All anxieties relate to significant uncertainties, a lack of control and feeling overwhelmed… not adequately having all of the contingencies covered like: The first time you drove a car, or hiked way out in the wilderness, or as a child, the first time away from your parents: Any other concerns?
Lesson 1 (Equipment, Acclimatizing, The Pop-up Drill, Recovery position)

  1. Your Swim Equipment (Putting on a wetsuit, goggles and cap and personal swim buoy)
    4 benefits to a wetsuit:  Thermal protection; floatation; core stability/better body position; and faster swim times sitting higher in the water.

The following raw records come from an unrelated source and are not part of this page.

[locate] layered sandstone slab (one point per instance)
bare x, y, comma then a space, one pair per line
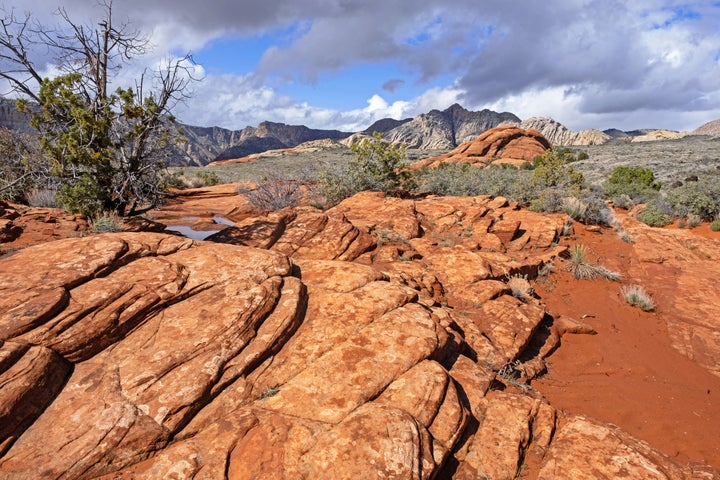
377, 339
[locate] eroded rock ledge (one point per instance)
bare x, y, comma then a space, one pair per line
375, 340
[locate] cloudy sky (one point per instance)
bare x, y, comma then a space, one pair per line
346, 63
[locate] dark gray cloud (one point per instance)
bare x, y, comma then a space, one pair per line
393, 84
608, 56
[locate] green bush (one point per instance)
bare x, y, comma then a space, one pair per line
466, 180
638, 183
107, 222
377, 166
701, 198
553, 170
588, 209
209, 178
654, 216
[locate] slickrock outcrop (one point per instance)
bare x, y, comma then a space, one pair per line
504, 144
22, 226
656, 135
557, 134
377, 339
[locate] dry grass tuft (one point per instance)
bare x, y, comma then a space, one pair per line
583, 269
636, 296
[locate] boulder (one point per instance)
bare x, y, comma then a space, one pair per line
500, 145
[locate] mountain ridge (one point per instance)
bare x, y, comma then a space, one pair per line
435, 130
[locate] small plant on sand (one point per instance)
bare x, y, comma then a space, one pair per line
520, 287
582, 268
273, 194
636, 296
620, 230
693, 220
107, 222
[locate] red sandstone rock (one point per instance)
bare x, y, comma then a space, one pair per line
22, 226
503, 144
321, 354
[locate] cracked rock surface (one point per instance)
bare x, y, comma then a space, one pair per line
378, 339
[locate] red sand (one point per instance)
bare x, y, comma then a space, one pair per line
628, 374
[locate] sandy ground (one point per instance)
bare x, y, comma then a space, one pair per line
628, 374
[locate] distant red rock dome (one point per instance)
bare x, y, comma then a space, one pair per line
503, 144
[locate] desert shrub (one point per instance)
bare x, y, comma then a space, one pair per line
701, 198
582, 268
273, 194
107, 222
622, 201
693, 220
520, 287
173, 180
587, 209
621, 232
209, 178
23, 168
638, 183
376, 166
85, 195
636, 296
466, 180
553, 170
655, 215
42, 197
548, 200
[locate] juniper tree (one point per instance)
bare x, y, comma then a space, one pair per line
104, 144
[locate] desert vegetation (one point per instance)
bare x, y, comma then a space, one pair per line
102, 144
583, 269
636, 296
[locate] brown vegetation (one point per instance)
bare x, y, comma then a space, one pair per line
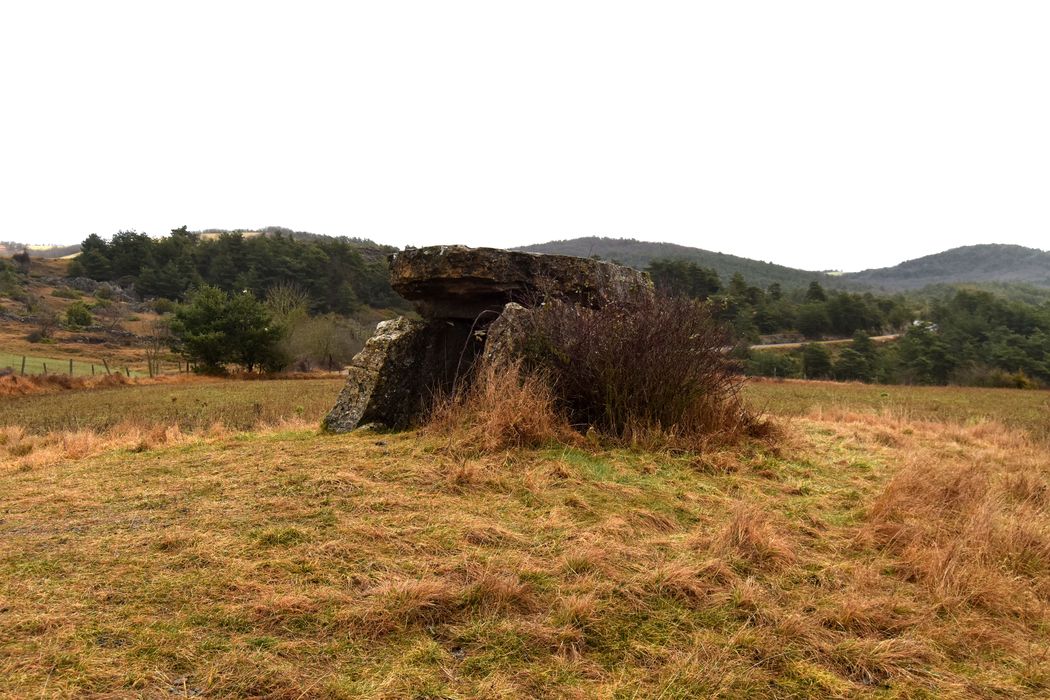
865, 554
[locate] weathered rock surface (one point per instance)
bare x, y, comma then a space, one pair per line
455, 281
471, 302
401, 367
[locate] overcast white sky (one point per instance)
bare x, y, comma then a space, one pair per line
834, 134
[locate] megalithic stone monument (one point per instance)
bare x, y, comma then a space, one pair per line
459, 293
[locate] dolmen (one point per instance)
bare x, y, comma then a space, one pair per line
460, 294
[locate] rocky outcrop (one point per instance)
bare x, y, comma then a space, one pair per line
470, 300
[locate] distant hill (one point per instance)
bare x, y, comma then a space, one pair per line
369, 249
989, 262
639, 253
8, 248
989, 266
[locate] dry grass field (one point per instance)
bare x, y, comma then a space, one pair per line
873, 550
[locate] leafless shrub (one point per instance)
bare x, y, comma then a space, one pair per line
641, 367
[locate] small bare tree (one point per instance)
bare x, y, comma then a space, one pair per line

    a. Wetsuit   Making sure your wetsuit fits you—good size, comfortable around the shoulders, chest and neck. Some tightness is expected.  Give your shoulders as much play as possible: Put it on properly, make sure it is right up into the crotch to allow maximal redundancy for your trunk. Demo
    b.  Goggles   You need to make sure your goggles fit your face, they have a good seal and they don’t leak—Goggles are a personal item based on your face shape-find one that works for you and keeping buying the same one as a replacement…. newer ones are best, especially for races and long swims.  Seal them with a bit of moisture. Demo the split strap, suction fit. A couple of differences for open water: consider tinting, reflective or even polarized goggles to reduce the effect of glare. Some prefer a larger goggle to increase peripheral vision and sighting needs.
    c.    Swim Cap —it keeps your head warm…especially a silicone cap, and especially doubled up in cold water. It also makes you more streamline in the water especially if you have long hair. Your cap should be put on properly, and should not be too tight.  Some put goggle straps under their caps.  Some even consider a neoprene cap if you swim in cold water regularly.

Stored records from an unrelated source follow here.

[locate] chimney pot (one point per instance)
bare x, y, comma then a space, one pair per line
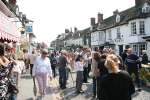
99, 17
140, 2
92, 21
116, 12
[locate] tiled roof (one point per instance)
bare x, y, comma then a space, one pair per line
125, 16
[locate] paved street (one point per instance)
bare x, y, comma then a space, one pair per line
53, 93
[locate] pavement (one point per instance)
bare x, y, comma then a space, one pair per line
54, 93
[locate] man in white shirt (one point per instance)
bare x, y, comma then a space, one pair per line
32, 59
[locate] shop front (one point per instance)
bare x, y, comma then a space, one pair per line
8, 30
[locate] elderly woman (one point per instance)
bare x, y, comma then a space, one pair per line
117, 85
7, 86
42, 69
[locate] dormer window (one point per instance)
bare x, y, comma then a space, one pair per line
118, 33
117, 18
146, 8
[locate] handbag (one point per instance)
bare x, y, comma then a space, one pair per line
12, 88
34, 87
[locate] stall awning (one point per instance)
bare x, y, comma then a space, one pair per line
147, 38
8, 29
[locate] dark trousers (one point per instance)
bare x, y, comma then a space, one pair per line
85, 74
62, 77
31, 67
54, 70
94, 86
134, 70
79, 80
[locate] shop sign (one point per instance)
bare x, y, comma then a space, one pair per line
6, 26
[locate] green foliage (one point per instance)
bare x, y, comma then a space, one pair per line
145, 74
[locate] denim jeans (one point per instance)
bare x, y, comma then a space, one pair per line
62, 77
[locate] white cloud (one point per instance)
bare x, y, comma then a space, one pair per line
51, 17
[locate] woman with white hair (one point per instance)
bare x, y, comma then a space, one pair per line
117, 84
42, 69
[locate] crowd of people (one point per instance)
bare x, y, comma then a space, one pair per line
111, 73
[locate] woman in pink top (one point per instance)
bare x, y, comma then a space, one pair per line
42, 69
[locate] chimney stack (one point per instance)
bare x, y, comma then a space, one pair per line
140, 2
66, 30
116, 12
99, 17
75, 29
92, 21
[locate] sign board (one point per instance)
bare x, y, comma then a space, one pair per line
29, 28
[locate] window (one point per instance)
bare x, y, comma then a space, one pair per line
135, 48
133, 28
109, 35
118, 33
142, 46
147, 9
142, 28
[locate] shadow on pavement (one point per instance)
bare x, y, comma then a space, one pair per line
29, 99
26, 77
88, 92
147, 89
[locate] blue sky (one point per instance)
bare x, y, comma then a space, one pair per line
51, 17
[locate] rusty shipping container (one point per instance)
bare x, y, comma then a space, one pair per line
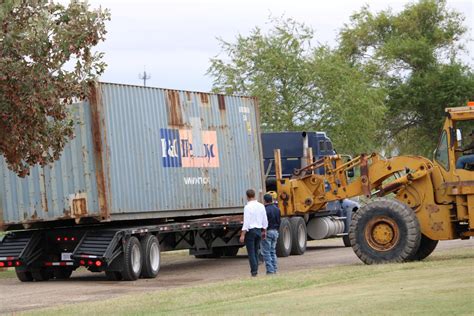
143, 153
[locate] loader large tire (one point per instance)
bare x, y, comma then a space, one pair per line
427, 246
285, 240
384, 231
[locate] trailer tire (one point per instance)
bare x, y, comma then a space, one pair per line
41, 274
346, 240
385, 231
62, 274
23, 275
299, 235
113, 275
427, 246
151, 257
132, 259
284, 242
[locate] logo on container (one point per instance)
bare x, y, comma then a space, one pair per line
186, 148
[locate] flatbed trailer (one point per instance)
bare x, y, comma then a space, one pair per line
55, 253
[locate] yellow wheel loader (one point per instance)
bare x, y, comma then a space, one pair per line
413, 202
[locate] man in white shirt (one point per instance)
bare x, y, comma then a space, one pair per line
253, 229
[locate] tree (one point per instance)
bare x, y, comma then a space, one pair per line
351, 105
272, 67
41, 40
300, 87
414, 55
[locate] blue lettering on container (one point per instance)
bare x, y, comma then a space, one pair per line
170, 148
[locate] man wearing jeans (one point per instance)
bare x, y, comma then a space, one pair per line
253, 229
269, 243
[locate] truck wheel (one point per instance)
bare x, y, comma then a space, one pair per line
299, 235
231, 251
23, 275
113, 275
283, 247
427, 246
151, 257
62, 274
384, 231
346, 240
132, 260
41, 274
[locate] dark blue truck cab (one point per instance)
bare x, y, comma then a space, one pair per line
334, 221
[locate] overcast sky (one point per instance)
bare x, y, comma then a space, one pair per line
174, 39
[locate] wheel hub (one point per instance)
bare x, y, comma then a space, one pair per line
382, 233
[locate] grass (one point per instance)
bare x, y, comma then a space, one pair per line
442, 284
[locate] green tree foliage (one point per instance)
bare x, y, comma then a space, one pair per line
300, 87
414, 56
351, 106
39, 40
274, 68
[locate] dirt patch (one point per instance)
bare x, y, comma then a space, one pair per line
177, 270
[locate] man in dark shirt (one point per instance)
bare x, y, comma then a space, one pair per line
468, 157
269, 243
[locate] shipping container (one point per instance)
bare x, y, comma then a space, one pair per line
142, 153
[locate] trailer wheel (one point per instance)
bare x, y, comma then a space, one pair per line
23, 275
62, 274
283, 247
346, 240
151, 257
132, 260
299, 235
384, 231
427, 246
41, 274
113, 275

    d. Personal Swim Buoy- This is a quick introduction to one of the latest open water technologies. This is something you tow behind you as you swim. It makes you more visible to people monitoring you, as well as to watercraft. It can also provide you extra floatation and something to hang on to if you need a break—they can easily hold up a 250 lb man. And there are more advanced ones that you can carry stuff in for point to point swims. There are several manufacturers of swim buoys including the Swim Buddy.
  2. Acclimatizing to the water
    a.   Walk in (don’t dive), get your hands and feet wet---that will tell you how much adjustment you will need. When the water is under 15°C, the water may feel painful, but will ease with time.
    b. Get some water in your wetsuit to ease the shock of the cooler water.  A wet suit will hold the water in, and you wind up warming it up.
    c.   Splash water on your face and neck—reduce the paradox of the cold shock and mammalian diving reflex.
    d.   Do a few strokes, and stop.  Does the wetsuit feel comfortable, and not restrictive anywhere? Are you breathing harder than expected? Is your heart pounding more as well, or faster than expected?  Notice any brain freeze? Notice the added challenge of finding the right breathing pattern. This will depend on how cold the water is.  Things need to be in control before restarting.  Easing in to your swim allows you to maintain breath control easier.
  3. Pop up drill: Get comfortable with the floatation ability of the wetsuit (Try the “sit on the bottom drill”—what happens?  Your net buoyancy pushes you upward.  The water is not out to get you or swallow you up, but rather wants to spit you out!)  Remember that scuba divers in wetsuits have to wear weights to keep them from floating!
  4. Get comfortable with a rest/recovery position (a happy, easy place, like a walk in the park) or an alternative stroke—floating on your back, treading water, side stroke, breast stroke (50 m of alternate swimming—the key is to reclaim the control of your breathing if you have lost it, and then to restart your stroke)

Try some sustained swimming for 50-200m…or more if you can, taking recovery rests if needed.  If you cannot sustain this, try to keep moving, without putting your feet down, and then get back into a stroke.